Hasan: Confronting prejudice against Cedar-Riverside

Why students at the University of Minnesota need to change their perspective of this area.

Aleezeh Hasan

While some University of Minnesota students will proudly shout, “West Bank, best bank!,” others have given the outskirts of the area a bad name. 

Cedar-Riverside is a multicultural community that is home to about 8,000 residents,  including a large Somali-American community. Despite the culture and family-based community, there is prejudice expressed toward the area. 

Across campus, the iconic Cedar-Riverside apartments tower over the nearby area. When I first described them to a fellow student as “those big colorful buildings that you can see from West Bank,” I was promptly corrected, and told that they were actually referred to as the “crack stacks.” I’ve heard complaints from friends that refuse to walk through the area because it is “sketchy.” 

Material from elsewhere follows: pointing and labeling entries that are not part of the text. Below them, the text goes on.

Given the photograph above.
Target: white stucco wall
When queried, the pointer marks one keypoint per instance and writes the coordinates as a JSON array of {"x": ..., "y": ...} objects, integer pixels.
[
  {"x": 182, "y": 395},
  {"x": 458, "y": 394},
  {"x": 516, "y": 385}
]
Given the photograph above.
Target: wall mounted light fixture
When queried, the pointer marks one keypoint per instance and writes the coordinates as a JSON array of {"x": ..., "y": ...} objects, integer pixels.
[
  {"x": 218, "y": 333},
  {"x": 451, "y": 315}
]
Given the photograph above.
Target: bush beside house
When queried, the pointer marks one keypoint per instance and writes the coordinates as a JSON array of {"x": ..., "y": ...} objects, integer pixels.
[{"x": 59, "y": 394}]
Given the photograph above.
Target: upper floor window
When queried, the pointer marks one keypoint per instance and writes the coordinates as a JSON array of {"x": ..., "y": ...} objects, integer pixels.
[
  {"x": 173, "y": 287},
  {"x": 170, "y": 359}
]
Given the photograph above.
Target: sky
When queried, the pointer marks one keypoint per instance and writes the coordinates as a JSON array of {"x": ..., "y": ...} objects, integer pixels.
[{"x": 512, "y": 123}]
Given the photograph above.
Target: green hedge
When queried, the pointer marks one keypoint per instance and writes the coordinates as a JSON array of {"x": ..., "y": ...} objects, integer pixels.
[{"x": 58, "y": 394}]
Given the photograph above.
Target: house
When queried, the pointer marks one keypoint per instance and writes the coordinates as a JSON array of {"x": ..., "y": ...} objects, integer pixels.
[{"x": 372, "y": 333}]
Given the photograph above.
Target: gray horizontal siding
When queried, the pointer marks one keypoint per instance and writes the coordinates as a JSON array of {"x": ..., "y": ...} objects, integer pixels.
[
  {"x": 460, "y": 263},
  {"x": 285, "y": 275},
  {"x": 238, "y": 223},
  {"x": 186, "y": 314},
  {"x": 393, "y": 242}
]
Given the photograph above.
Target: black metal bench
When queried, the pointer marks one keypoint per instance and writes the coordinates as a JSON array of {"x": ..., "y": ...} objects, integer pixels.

This is entirely puzzling when crime rates in the area are fairly similar to other areas surrounding campus, such as Marcy-Holmes. I have never heard statements like these about Marcy-Holmes. 

It’s likely that racism is contributing to the bad name that is given to this area. Somali people are currently facing some of the highest levels of xenophobia in our nation. Being Black and Muslim presents systemic challenges and institutional pressures. 

Prejudice within our campus toward this area needs to minimize. Families live in the area, as do students that attend the University. To truly create an inclusive campus, we need to be accepting of the people in Cedar-Riverside.